I hate cutting wood. I do not like vibrating down to my bones as I push a chainsaw into a log. My teeth feel like they are going to shake loose from my skull. Enough already! I surrender! I have done my four years of penance.

Winter is upon us here in the Rocky Mountain foothills, my wood pile is nil, my woodstove needs fuel and you know what? I am going to call one of those men listed in the local paper to deliver the wood to my door. And then I'm going to get a manicure.

Wednesday, October 7, 2009

Avoidance Leads to Discovery

Avoidance is a good friend of mine. I like to avoid projects I know will require energy I am not sure I want to expend. I am even better at avoiding negative people. But this weekend I shoved avoidance aside to tackle the boxes in my attic.

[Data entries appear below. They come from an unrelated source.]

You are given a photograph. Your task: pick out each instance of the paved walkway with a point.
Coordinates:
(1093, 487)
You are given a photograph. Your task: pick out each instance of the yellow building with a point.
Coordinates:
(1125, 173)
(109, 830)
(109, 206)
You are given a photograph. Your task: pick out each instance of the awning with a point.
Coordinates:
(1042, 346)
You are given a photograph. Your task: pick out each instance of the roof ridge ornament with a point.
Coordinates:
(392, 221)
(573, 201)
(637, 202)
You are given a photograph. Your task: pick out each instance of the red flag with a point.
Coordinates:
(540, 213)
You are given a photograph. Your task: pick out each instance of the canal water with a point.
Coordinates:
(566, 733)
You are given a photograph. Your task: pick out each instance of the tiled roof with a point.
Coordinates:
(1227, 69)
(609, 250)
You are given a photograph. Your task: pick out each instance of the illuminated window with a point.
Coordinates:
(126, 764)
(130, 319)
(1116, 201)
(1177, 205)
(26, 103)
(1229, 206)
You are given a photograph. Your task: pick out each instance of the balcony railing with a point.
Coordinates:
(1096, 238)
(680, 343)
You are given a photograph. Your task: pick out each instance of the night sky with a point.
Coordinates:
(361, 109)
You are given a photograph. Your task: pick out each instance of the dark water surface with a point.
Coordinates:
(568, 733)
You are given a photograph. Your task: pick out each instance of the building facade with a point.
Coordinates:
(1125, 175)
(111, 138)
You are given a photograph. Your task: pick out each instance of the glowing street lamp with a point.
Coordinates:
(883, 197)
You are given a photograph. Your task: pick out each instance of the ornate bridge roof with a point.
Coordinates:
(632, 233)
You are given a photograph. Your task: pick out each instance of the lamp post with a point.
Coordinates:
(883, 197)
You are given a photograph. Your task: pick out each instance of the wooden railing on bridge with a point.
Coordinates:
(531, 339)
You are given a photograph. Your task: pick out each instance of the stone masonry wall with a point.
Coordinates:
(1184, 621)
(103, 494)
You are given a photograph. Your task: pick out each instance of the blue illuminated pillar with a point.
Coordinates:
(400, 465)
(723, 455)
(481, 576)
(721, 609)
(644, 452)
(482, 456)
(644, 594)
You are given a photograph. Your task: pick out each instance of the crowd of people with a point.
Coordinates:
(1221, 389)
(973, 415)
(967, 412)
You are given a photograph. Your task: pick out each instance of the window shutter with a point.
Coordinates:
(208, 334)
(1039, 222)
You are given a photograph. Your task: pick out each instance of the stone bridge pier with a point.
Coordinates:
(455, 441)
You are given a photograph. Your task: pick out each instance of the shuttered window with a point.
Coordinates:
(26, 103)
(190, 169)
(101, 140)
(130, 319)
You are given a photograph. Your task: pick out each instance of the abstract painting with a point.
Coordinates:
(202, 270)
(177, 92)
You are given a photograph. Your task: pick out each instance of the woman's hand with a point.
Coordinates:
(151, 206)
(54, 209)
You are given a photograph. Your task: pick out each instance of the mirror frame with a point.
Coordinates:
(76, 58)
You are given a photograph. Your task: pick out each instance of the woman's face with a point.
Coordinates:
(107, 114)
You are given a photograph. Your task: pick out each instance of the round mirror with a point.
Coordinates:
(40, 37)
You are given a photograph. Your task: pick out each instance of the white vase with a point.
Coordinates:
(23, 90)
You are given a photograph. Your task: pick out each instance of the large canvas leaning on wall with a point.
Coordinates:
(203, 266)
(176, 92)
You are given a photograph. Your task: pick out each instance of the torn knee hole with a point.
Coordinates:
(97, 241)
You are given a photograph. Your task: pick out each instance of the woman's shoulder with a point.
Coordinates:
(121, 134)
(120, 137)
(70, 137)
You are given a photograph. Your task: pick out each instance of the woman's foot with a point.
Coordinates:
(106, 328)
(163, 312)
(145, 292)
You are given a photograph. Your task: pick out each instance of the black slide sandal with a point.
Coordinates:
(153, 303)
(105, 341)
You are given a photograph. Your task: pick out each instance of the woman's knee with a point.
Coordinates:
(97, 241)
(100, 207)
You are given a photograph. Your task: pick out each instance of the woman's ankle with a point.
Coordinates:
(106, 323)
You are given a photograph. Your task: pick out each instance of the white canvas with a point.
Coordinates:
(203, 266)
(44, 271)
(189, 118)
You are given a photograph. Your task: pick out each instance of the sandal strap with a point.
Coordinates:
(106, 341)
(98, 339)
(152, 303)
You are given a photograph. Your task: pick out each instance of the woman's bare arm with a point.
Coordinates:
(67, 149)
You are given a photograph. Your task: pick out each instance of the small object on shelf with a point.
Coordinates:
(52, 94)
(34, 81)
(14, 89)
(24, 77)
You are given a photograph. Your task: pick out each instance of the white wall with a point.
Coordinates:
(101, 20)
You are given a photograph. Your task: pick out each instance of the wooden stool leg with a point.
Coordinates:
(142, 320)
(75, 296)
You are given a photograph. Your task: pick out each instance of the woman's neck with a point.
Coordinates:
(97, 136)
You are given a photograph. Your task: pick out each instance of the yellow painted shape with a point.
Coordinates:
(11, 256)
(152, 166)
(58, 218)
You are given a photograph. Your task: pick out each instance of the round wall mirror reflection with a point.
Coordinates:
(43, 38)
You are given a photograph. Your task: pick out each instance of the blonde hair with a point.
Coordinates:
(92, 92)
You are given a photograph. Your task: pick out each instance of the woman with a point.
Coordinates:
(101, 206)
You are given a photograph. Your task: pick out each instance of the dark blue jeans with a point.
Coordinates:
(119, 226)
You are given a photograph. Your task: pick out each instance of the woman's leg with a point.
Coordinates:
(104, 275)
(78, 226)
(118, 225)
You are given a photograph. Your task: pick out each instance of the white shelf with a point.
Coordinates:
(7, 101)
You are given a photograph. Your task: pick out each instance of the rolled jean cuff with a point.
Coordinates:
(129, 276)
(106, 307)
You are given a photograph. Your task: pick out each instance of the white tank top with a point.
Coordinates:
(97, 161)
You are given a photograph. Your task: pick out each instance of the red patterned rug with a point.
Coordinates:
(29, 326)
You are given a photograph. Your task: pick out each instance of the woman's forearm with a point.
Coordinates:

I pulled on the light and looked at the cumulative baggage of 12 years in this house. Boxes were buried under bags of baby clothes. Stuffed animals, winter coats, cribs...I could open a store with what I have piled in my attic. So I sat down in the midst of the mess and started sorting as best as I could.

A box filled with journals stopped my frantic progress. There in my attic with piles of baby clothes to my right and old skis to my left, I allowed myself to read words I had written over 20 years ago. My high school journals were the most entertaining. I wrote of first loves, first heart break, girlfriend drama, college dreams, small town boredom and self-esteem struggles. Basic high school stuff. Or at least they used to be the basic stuff of high school.

As I read my words written from a simpler time over 20 years ago, I started thinking of my daughter who is now in 8th grade. She is facing more challenges than I ever had. I hear on the news and, even today on Dr. Phil, about oral sex parties, intercourse at school dances and sexting nude pictures. "Making out" seems to have taken on a whole different meaning.

I won't lie. I had sex in high school, but only with a serious boyfriend. Promiscuity was not the way to popularity. Our parties consisted of alcohol, not crack. Making out meant going to first or second base, not having oral sex with a line of boys. Despite that, even I have regrets looking back. Regrets about not standing up for myself with boys because I didn't have the tools in my mental tool box to know what to say or the right things to do. No one ever told me.

As I sat there with my history literally surrounding me in my attic, I realized that I cannot avoid the hard talk with my daughter. We have had the sex talk and the drug talk, but not the oral sex talk. She is 13. She is beautiful. As her mother, I need to give her the tools to live her life on her terms instead of being swept up in the fray.

There are certain things that cannot be avoided like tackling the attic after 12 years and being honest with my daughter about all aspects of sex. Even an avoidance queen like myself knows when and where to surrender.